あの声は....? 〈それ〉の声ではないのか? だが、〈それ〉がバルコン人斥候の任務に関心をしめす必要はないではないか。しかし、それならば、かれとテスターレを導いたのは誰----それとも何?
答えはなかった。

「太古、バルコン人の果たした最大の業績とは何か?」エラートはバルコンとテスターレにはぐれ、未知の惑星で回答を探さねばならない。ヒントはただひとつ「コロースに訊け」....やがて、同様にしてたどりついたテスターレと再会したかれは、ふたりがあたえられたヒントが、合わせてひとつの現地語の文章になることに気づく----「谷の盲人」と。やはり異邦人である老人は、ふたりに謎の解答を告げる。

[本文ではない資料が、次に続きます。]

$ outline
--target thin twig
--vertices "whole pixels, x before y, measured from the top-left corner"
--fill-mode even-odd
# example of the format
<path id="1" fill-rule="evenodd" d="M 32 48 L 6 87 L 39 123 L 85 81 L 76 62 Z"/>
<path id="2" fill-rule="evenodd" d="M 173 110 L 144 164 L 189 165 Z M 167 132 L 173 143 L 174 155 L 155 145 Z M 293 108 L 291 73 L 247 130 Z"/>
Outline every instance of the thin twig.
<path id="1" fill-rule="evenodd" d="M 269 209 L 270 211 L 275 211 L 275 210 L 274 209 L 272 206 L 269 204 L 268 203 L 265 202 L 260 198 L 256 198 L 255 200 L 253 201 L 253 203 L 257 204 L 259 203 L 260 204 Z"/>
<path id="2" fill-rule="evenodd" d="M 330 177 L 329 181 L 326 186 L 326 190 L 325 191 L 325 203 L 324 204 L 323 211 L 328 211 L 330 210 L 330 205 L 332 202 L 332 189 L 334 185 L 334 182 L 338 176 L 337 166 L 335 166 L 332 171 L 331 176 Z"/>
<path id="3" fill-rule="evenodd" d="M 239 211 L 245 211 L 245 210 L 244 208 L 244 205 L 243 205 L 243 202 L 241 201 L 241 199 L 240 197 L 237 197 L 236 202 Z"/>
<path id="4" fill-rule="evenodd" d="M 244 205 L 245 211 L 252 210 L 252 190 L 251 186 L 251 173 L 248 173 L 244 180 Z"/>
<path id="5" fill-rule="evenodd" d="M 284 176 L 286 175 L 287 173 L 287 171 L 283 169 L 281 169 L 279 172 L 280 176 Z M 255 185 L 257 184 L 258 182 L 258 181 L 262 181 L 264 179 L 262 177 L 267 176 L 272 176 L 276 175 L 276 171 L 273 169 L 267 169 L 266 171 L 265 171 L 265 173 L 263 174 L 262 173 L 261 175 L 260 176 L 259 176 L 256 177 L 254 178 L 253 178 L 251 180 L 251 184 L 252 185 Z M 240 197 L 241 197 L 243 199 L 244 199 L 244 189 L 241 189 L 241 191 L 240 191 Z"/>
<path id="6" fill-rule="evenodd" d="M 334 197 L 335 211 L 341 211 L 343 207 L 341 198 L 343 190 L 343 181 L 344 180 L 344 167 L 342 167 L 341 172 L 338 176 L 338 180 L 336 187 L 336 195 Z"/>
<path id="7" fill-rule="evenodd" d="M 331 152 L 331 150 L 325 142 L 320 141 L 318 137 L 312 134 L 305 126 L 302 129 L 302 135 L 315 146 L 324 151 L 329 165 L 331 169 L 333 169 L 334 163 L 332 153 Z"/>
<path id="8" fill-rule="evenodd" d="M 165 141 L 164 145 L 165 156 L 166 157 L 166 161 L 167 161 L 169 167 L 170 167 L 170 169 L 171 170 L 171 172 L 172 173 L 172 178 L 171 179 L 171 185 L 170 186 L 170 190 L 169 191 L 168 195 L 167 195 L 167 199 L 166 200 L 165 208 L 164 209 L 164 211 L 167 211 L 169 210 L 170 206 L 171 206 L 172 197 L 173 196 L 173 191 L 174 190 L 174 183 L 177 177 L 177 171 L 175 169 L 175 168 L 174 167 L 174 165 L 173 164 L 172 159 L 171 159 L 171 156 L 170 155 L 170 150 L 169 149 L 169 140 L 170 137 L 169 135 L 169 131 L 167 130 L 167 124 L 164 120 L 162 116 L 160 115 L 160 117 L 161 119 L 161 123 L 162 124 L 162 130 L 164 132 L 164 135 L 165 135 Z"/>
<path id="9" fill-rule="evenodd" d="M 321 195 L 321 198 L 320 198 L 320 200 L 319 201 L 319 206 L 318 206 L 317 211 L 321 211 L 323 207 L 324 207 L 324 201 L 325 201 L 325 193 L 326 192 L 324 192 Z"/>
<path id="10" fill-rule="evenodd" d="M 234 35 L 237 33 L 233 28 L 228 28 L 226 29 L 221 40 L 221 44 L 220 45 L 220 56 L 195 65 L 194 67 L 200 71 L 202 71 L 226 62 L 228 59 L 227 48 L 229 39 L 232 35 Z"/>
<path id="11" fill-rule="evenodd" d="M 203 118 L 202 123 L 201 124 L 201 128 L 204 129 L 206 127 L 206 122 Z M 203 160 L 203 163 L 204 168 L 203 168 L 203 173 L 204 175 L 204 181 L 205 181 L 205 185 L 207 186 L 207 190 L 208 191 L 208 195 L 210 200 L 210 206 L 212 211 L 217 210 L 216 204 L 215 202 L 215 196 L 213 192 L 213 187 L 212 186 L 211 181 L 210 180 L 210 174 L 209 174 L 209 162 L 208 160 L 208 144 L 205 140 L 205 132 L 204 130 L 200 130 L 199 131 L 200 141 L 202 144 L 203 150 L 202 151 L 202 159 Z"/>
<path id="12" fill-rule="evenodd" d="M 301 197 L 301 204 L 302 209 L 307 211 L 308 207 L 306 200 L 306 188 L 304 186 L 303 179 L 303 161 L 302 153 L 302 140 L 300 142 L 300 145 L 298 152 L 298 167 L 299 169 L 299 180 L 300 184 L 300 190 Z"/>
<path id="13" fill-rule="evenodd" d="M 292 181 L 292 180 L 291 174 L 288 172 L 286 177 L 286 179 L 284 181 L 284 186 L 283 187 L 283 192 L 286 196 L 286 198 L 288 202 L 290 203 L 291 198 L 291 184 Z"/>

「バルコン人こそスープラヘトの封印者!」スープラヘトの封印者!! それはイムポスのオールドタイマー、ひいては200万年前に〈知性播く星々の大群〉のひとつを建造した36種族連合、〈網を歩む者〉の組織の創設者でもあるクエリオン人を意味する。では、バルコン人すなわちクエリオン人、なのだ!
解答を見出したふたりはふたたび転送機をくぐる。「声」の関門をも突破、すでにバルコンの待つ目的地へとむかうのだ。〈成就の地〉----眠れるバルコン人たちのステーションへ!!

太古、〈力強き者たち〉の委託で反物質エネルギー雲スープラヘトを封印したクエリオン人の一団が、集合知性体にはもどらず、〈時の泉〉のある惑星バルコンに定住した。暴走する〈大群〉によってバルコンが銀河間虚空の放浪惑星となり、人々がおのれの素性を忘れ去った後も、一部の者たちは変わらずクエリオン人の斥候として、宇宙の各所に建設された幾多の転送ステーションを経めぐり任務を果たしていた。〈ステーションの守護者たち〉である。〈成就の地〉とは、その中央基地のこと....。終着駅は、バルコンによって〈記憶〉と名づけられた惑星。その地下のステーションには、数千のバルコン人の肉体がコールドスリープ状態にある。その意識は、肉体を離れ、「報告」のためクエリオン精神集合体に帰還して....。エラートとテスターレは、それぞれそのひとつをおのれのものとした。ところが、バルコン人の肉体の作用か、かれらの精神は肉体から離れられなくなってしまった!
と、またもあの〈声〉が語りかけてくる。
「〈アムリンガルの年表〉をみつけるのだ!」それがエラートとテスターレ、ふたりに与えられた任務。そこにあった肉体をまとった瞬間から、ふたりはバルコン人の斥候の資格と義務をもつ身となったのだ。
エラートとテスターレはバルコンに別れを告げ、斥候の船でケムバヤンを出発する。行くあてもなく、それでも、ふたたび自由な精神として宇宙を飛翔する日々をとりもどすため。過去と、そして、未来をにぎる〈アムリンガルの年表〉をもとめて。